One thing you must keep in mind with command substitution is that each pipe and each command you string together executes within its own subshell. Each time that happens, the shell process the command or string you provide:

If $b is echo "quoted argument", why does evaluating $b give a different result from echo "quoted argument"?

set thing = 'marker:echo "quoted argument"'
set b = `echo "$thing" | sed 's/\([^:]*\):\(.*\)/\2/'`
echo $b
echo "quoted argument"

In the case of b, you are assigning the return from sed exactly as it is returned to b including the quotes. They become part of b. So echo $b is equivalent to echo '"quoted argument"'. Whereas, your echo "quoted argument" prints the string as the characters contained within the quotes, the shell removing the literal quotes.

Sorry for the initial confusion.

Yeah, eval is the "solution" here (well the solution is not to have a command in a string in the first place see http://mywiki.wooledge.org/BashFAQ/050 for more).

The reason you see the quotes when you run $b is because of the order of evaluation of a shell command. The very last thing that the shell does, after all other expansions, is to remote quotes (however it doesn't remove quotes that resulted from any of the expansions).

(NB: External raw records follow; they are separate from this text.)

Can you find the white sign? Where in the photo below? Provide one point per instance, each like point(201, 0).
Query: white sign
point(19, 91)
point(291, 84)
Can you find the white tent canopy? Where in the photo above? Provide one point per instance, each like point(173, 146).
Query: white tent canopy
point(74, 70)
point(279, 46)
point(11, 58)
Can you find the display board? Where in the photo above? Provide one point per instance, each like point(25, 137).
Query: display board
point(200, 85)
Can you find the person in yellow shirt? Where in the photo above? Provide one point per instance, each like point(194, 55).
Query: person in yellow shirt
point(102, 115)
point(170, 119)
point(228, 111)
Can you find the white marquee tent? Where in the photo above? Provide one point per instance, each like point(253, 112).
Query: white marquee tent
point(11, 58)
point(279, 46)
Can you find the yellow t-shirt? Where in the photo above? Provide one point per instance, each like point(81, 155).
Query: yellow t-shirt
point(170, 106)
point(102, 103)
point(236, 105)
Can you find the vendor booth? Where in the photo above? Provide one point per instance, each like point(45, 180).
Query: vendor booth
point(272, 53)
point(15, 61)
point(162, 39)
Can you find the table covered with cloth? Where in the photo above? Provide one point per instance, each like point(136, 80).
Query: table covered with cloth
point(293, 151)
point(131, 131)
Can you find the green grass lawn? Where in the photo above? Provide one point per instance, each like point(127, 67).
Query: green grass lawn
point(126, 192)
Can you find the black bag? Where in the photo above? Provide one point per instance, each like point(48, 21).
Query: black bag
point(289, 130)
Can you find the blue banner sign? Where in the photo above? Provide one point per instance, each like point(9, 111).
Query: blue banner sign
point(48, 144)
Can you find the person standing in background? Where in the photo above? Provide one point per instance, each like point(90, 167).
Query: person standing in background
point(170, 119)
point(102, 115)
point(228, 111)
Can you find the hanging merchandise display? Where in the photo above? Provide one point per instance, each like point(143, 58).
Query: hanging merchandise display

So when you have b='echo "quoted arguments"' and run $b as the command line what happens is that the variable is expanded so you get echo "quoted arguments" and then that is run as-is.

$ c ()
{
    printf 'argc: %s\n' "$#";
    printf 'argv: %s\n' "$@"
}

$ b='echo "quoted arguments"'

$ c "quoted arguments"
argc: 1
argv: quoted arguments
$ c $b
argc: 3
argv: echo
argv: "quoted
argv: arguments"
$ c "$b"
argc: 1
argv: echo "quoted arguments"
$ eval c $b
argc: 2
argv: echo
argv: quoted arguments
$ eval c "$b"
argc: 2
argv: echo
argv: quoted arguments